The problem is that the GPU is only getting detected at certain times. The connection is not stable.
When I do lspci | grep -i nvidia, if the GPU is shown, once I restart the server it will not be detecting anymore. Further trials with lspci | grep -i nvidia, after many reboots and changing riser cables and power cables, mostly won’t work.
The riser cable works fine for all other Quadro GPU’s that I tested out.
I checked/enabled the 4G setting in BIOS. Still the GPU does not get detected always.
I am using a Cooler Master 750G2 to power the GPU using both the 8 and the 6 pin connectors. There is enough power for the GPU and I don’t think that it is a power related issue. I drive the server with another PSU entirely.
My initial doubts are these:
Riser cable damaged ?
My Guess: NO. The cables work fine with other Quadro Cards.
PCI Gen 3 ?
My understanding: Server’s PCIe x16 is definitely PCI Gen 3. I doubt whether the riser cable has a part to do with this.
Way to make sure GPU gets enough power ?
I do not know how to test whether the GPU gets enough juice. Any help in this regard will be appreciated.
Is there anything that I am missing out ? Could you guys shed some light ?
Is it a K40m or a K40c? Meaning, does the K40 have a fan on it (K40c) or not (K40m)?
If it is a K40m (no fan) then the GPU may be overheating.
In either case, the link may be attempting to train at PCIE Gen3, and the riser cable may not be supporting that data rate. If your other Quadro cards happen to be training at Gen2 or Gen1 speeds, the cable may be OK for that but not for Gen3 speeds.
Thank You for the quick reply !
It is an active version and the GPU is in an open space, 70F always.
I agree with you on the cable, I surely suspect that. Do you personally use/know any riser cables that can support Tesla’s ?
I have never used such a riser cable, but I have seen reports of riser cables causing unreliable operation with GPUs, including the K40 in particular.

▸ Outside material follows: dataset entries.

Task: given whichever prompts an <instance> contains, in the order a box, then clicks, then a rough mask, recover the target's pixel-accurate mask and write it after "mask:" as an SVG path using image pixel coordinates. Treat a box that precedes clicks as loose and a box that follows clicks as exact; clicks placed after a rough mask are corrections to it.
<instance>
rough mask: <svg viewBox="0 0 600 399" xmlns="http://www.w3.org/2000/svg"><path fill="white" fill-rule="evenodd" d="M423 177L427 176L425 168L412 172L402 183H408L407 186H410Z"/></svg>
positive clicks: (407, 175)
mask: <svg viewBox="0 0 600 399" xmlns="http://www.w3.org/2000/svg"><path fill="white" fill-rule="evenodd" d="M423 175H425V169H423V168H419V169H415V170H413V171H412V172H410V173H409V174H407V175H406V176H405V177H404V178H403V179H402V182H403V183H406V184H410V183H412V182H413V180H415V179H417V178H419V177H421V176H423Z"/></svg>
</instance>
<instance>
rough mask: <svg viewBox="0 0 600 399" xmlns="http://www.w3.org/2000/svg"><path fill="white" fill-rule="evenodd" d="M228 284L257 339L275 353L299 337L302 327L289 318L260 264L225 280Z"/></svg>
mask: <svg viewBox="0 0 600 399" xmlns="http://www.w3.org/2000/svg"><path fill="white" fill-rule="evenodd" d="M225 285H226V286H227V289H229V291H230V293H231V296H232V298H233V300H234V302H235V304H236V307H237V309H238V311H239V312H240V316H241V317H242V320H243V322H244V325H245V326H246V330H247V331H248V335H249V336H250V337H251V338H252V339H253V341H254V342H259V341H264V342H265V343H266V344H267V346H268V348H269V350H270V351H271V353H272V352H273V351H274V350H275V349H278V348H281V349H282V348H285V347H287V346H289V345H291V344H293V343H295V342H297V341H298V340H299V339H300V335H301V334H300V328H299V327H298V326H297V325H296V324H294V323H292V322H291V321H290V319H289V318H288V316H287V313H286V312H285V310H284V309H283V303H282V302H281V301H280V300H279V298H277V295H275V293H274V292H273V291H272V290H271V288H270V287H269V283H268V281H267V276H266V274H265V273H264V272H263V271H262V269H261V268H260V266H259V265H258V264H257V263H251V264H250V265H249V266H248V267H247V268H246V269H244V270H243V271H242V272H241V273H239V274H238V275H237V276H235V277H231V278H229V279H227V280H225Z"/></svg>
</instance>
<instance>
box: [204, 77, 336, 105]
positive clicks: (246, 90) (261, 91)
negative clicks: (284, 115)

(1) High-speed interconnects, such as PCIe gen 3, tend to suffer from signal integrity issues as physical connections get longer. Also, cables can act as antennas picking up electrical noise from electro-magnetic emitters. So you would want your cable (a) as short as possible (b) routed as straight as possible © shielded if possible
(2) PCIe devices, by design and in compliance with the PCIe specification, draw up to 75 watts through the PCIe slot, and it is possible that a riser cable interferes with that. There are so-called “powered” riser cables designed to address that, you may want to research that (I have no practical experience and don’t know whether powered riser cables actually provide an advantage).
(3) There are enthusiasts that build jury-rigged PC with many GPUs, for the mining of crypto coins for example. You may be able to get good advice from people with practical experience on forums frequented by that crowd (sorry, I wouldn’t know what they are).
Thank You @njuffa. I would definitely check those out.